E apparve loro Elia con Mosè e conversavano con Gesù. Prendendo la parola, Pietro disse a Gesù: «Rabbì, è bello per noi essere qui; facciamo tre capanne, una per te, una per Mosè e una per Elia».
Non sapeva infatti che cosa dire, perché erano spaventati.
Venne una nube che li coprì con la sua ombra e dalla nube uscì una voce: «Questi è il Figlio mio, l’amato: ascoltatelo!».
E improvvisamente, guardandosi attorno, non videro più nessuno, se non Gesù solo, con loro.
Mentre scendevano dal monte, ordinò loro di non raccontare ad alcuno ciò che avevano visto, se non dopo che il Figlio dell’uomo fosse risorto dai morti.
Ed essi tennero fra loro la cosa, chiedendosi che cosa volesse dire risorgere dai morti.
Parola del Signore
Meditazione
L’obiettivo della quaresima non è quello di lucidare la nostra bella immagine spirituale, ma di salire sul Tabor. Siamo entrati nel deserto della quaresima per arrivare fino a lì, su quella piccola collina di Galilea, arsa dal sole, disseminata di alberi verdeggianti e battuta dal vento del mare.
Il Tabor evoca il momento in cui Gesù, svela la sua vera identità, supera il limite e si dona alla vista sconcertata e stupita degli apostoli.
Il Tabor dice l’assoluta diversità di Dio, la sua immensa gloria, la sua indescrivibile bellezza.
Il Tabor è la meta della quaresima.
E questo occorre dirlo e ridirlo a noi cattolici, che associamo la fede al dolore, che raffiguriamo sempre Gesù come il crocifisso, scordandoci del Risorto, e che già pensiamo alla Quaresima come al tempo della rinuncia e non al tempo dell’opportunità e della conversione, del combattimento e della lotta interiore per vincere la gara.
Verrà il tempo del dolore, e su un altro monte, una piccola cava di pietra in disuso chiamata Golgota, vedremo l’appeso, volgeremo lo sguardo a colui che hanno trafitto.

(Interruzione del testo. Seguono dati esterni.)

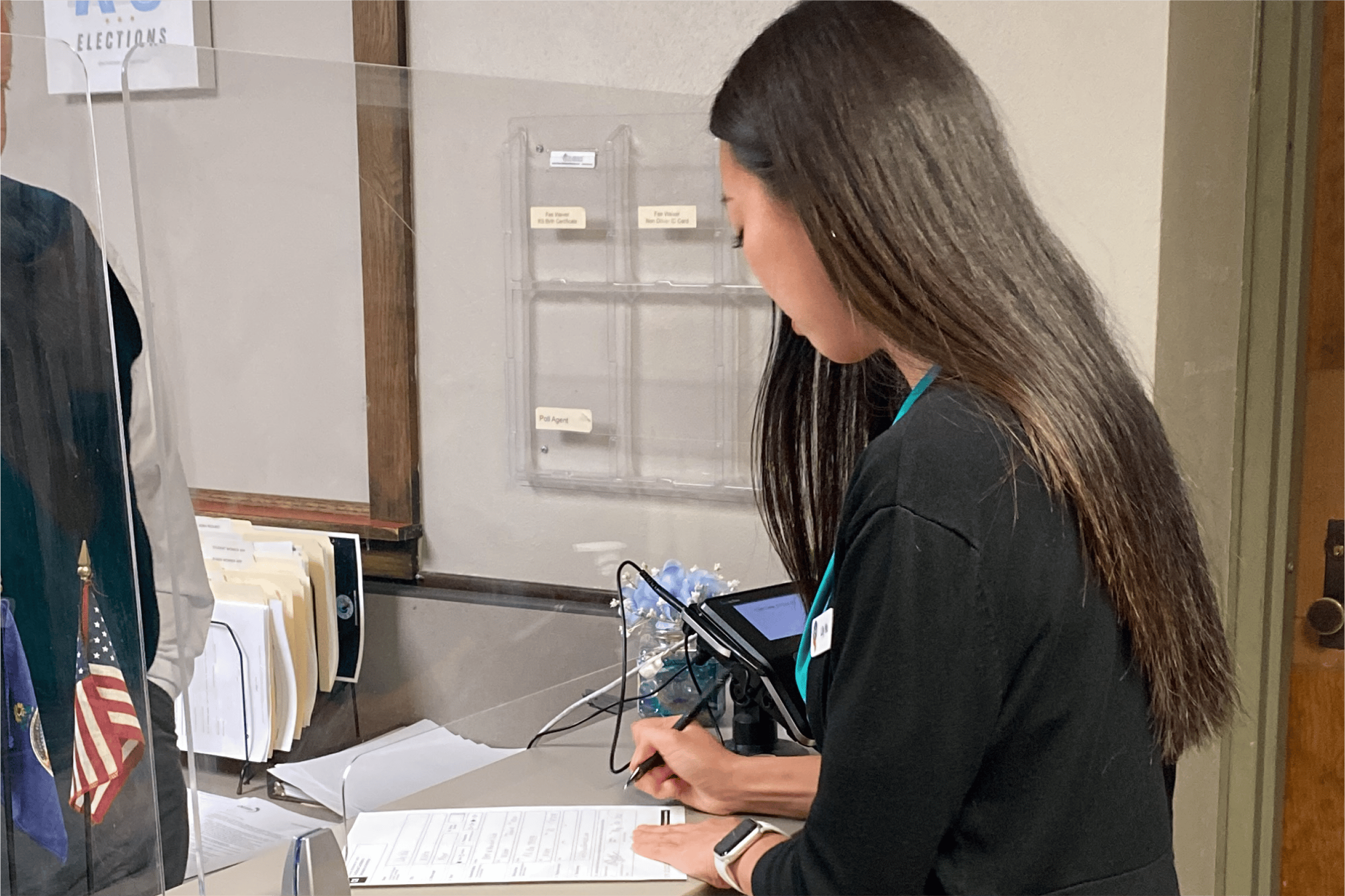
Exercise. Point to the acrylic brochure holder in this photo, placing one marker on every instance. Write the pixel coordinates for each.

Ma prima occorre ricordarci della bellezza di Dio, della sua esaltante presenza.
La liturgia, provocatoriamente, pone la trasfigurazione all’inizio del cammino penitenziale, per indicarci il luogo da raggiungere.
Se poniamo dei gesti di conversione e di solidarietà, di rinuncia e di digiuno, di preghiera e di essenzialità è solo per poter essere liberi e vedere la gloria del Maestro.